With a sense of history and tradition, then, Frank had suggested calling the contraption now out on the ice “The International Gun, Mark II,” and the others had adopted it with raucous good humor. No one could say, though, whether it would survive its first firing, or even whether it would be more dangerous to the Chinese or to the personnel at Cadmus.
The IG Mark II was loaded and ready to fire, the last of the Marines who’d been prepping the gun moving away now on tractor-dragged sleds. Moments later, the surface crews reported that they were under cover.
Not that that would help them if something went seriously wrong, and the monster mass driver cannon out there managed to score an own goal.
“It’s your baby, Frank,” Jeff said quietly. “You want to give the word?”

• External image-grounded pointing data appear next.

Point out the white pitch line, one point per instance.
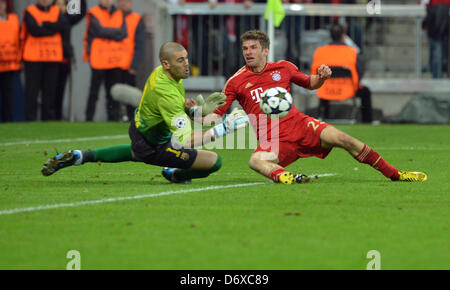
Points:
(114, 199)
(28, 142)
(323, 175)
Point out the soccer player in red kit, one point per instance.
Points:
(298, 135)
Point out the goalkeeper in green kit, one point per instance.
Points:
(161, 133)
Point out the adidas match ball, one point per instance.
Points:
(276, 102)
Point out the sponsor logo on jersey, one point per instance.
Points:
(256, 94)
(276, 76)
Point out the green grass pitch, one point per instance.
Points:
(330, 224)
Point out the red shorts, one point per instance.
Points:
(303, 141)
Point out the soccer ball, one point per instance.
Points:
(276, 102)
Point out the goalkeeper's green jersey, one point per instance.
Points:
(161, 112)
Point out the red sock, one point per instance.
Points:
(275, 174)
(368, 156)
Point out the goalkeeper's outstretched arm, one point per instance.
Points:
(235, 120)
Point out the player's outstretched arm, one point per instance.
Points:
(323, 73)
(208, 106)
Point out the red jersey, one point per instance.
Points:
(246, 87)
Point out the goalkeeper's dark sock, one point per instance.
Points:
(111, 154)
(275, 174)
(369, 156)
(186, 174)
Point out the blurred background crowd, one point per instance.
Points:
(59, 58)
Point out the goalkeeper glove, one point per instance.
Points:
(235, 120)
(213, 101)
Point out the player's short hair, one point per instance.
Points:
(256, 35)
(168, 48)
(336, 32)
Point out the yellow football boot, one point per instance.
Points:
(289, 178)
(412, 176)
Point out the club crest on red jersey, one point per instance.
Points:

“Aye, aye, sir.” He checked the monitors a final time, then, reluctantly, touched his PAD monitor, where a firing button had been set up as a touch-screen graphic.
Chesty Puller
Europa
2049 hours Zulu
The graphic didn’t fire the gun directly, but sent a command to Chesty, who made the actual connections. A pulse of electrical energy from the base reactor surged through the superconducting cable wrapped around the twenty-meter tower like an endless strip of dark-gray ribbon. The charge created a rapidly moving magnetic field that gripped the five-kilogram round and hurled it down the length of the former microwave tower. Accelerating the package at 2,050,000 Gs, the jury-rigged railgun squirted it from the muzzle with a velocity of 28,350 meters per second.
The railgun’s muzzle had been elevated only five degrees, just enough to clear the crater’s southwest rim.
Kaminski’s idea had depended on Europa’s unusual environment for success. With a surface gravity of.13 G, the package, which began falling as soon as it left the railgun’s muzzle, could travel much farther—almost seven times farther, in fact—than the same impulse could have carried it on Earth. Better yet, there was no atmosphere to cause drag, no wind to buffet the projectile as it tumbled through the ice-barren night, no chaotic effects to nudge the projectile this way or that. Targeting was a simple matter of calculating solely the precise range to target, the gravity and surface curvature of Europa, and the acceleration of the projectile and the length of the firing weapon to yield muzzle velocity. At 28.35 kps, the time to target would be 35.45 seconds.
A simple matter? That part of the equation was simple enough. Unfortunately, as Chesty was all too aware, there were still chaotic variables, which meant that actually hitting the distant target was largely a matter of chance. The complex interplay of gravitational fields between giant Jupiter and the largest Jovian moons wouldn’t affect the projectile much, but they would affect it, and in ways too essentially chaotic to predict. And, while Europa didn’t possess the masscons of Earth’s Moon, deep-buried lumps of dense nickel-iron that could tug orbiting spacecraft off course, the Jovian satellite was not entirely uniform—and the local variations in gravity, while mapped by the CWS team, were not well surveyed. And, finally, while Europa’s atmosphere measured a billionth of one standard atmosphere, there was an atmosphere of sorts, the sleeting rain of protons from Jupiter’s radiation belts, and the magnetic field of Jupiter that trapped them.
These influences, each slight in and of itself, added up to a whole too complex to calculate, made worse by the fact that the required data were yet incomplete.
As a result, Chesty couldn’t predict with any accuracy at all where the package would come down. Hitting anything important at all on the other end of the trajectory would require luck, a peculiarly human concept that Chesty did not, could not understand.
Kaminski
C-3, Ice Station Zebra, Europa
2049 hours Zulu
As the International Gun Mark II fired, Kaminski felt a stab of cold pain lance through his skull. The next thing he knew, he was on his back, with several Marines bending over him. “Someone get the Doc up here!” Lissa yelled.
“Frank?” Major Warhurst said, looking worried. “Are you okay?”
“I’m…fine…” he said. The pain was gone, but had left him feeling woozy, and a bit numb. “What happened?”
“You fired your gun and collapsed. Just for a couple of seconds.”
“We just loosed the biggest damned EMP I’ve ever seen,” Sergeant Miller said, looking up from his PAD. “Transient effects all over the board, and that was just from the side leakage and backscatter! But it shouldn’t have affected humans!”
Shakily, Frank allowed them to help him to his feet.